By Maureen Shawn Kennedy, AJN editor-in-chief
Back in the day when I was a bedside nurse, hemodynamic monitoring was just coming into play, and then only in coronary care. In the ER, we relied on a combination of vital signs (pulse and BP), urine output, and central venous pressure (CVP) to guide fluid administration. Later, patients in need of close monitoring received arterial lines to monitor pulmonary arterial pressures; monitors and stopcocks were everywhere (and soon after, infections, but that’s another story . . . ).
But things are changing again, and the trend is toward less-invasive monitoring. In our May issue, we’re pleased to bring you a comprehensive CE article (worth 2.6 contact hours), “Using Functional Hemodynamic Indicators to Guide Fluid Therapy.” The author is Elizabeth Bridges, PhD, RN, CCNS, an associate professor in biobehavioral nursing and health systems at the University of Washington School of Nursing and a clinical nurse researcher at the University of Washington Medical Center in Seattle. Many critical care nurses will know her from her “standing room only” research sessions at the American Association of Critical Care Nurses National Teaching Institute (this year it will be in Boston, May 20–23), in my view one of the best annual national nursing meetings.

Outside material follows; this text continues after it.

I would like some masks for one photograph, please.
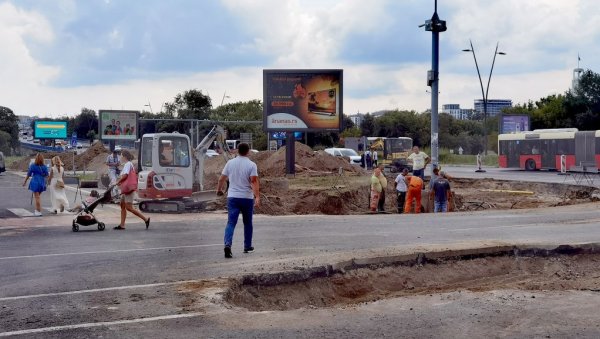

Here’s the article abstract:
Hemodynamic monitoring has traditionally relied on such static pressure measurements as pulmonary artery occlusion pressure and central venous pressure to guide fluid therapy. Over the past 15 years, however, there’s been a shift toward less invasive or noninvasive monitoring methods, which use “functional” hemodynamic indicators that reflect ventilator-induced changes in preload and thereby more accurately predict fluid responsiveness. The author reviews the physiologic principles underlying functional hemodynamic indicators, describes how the indicators are calculated, and discusses when and how to use them to guide fluid resuscitation in critically ill patients.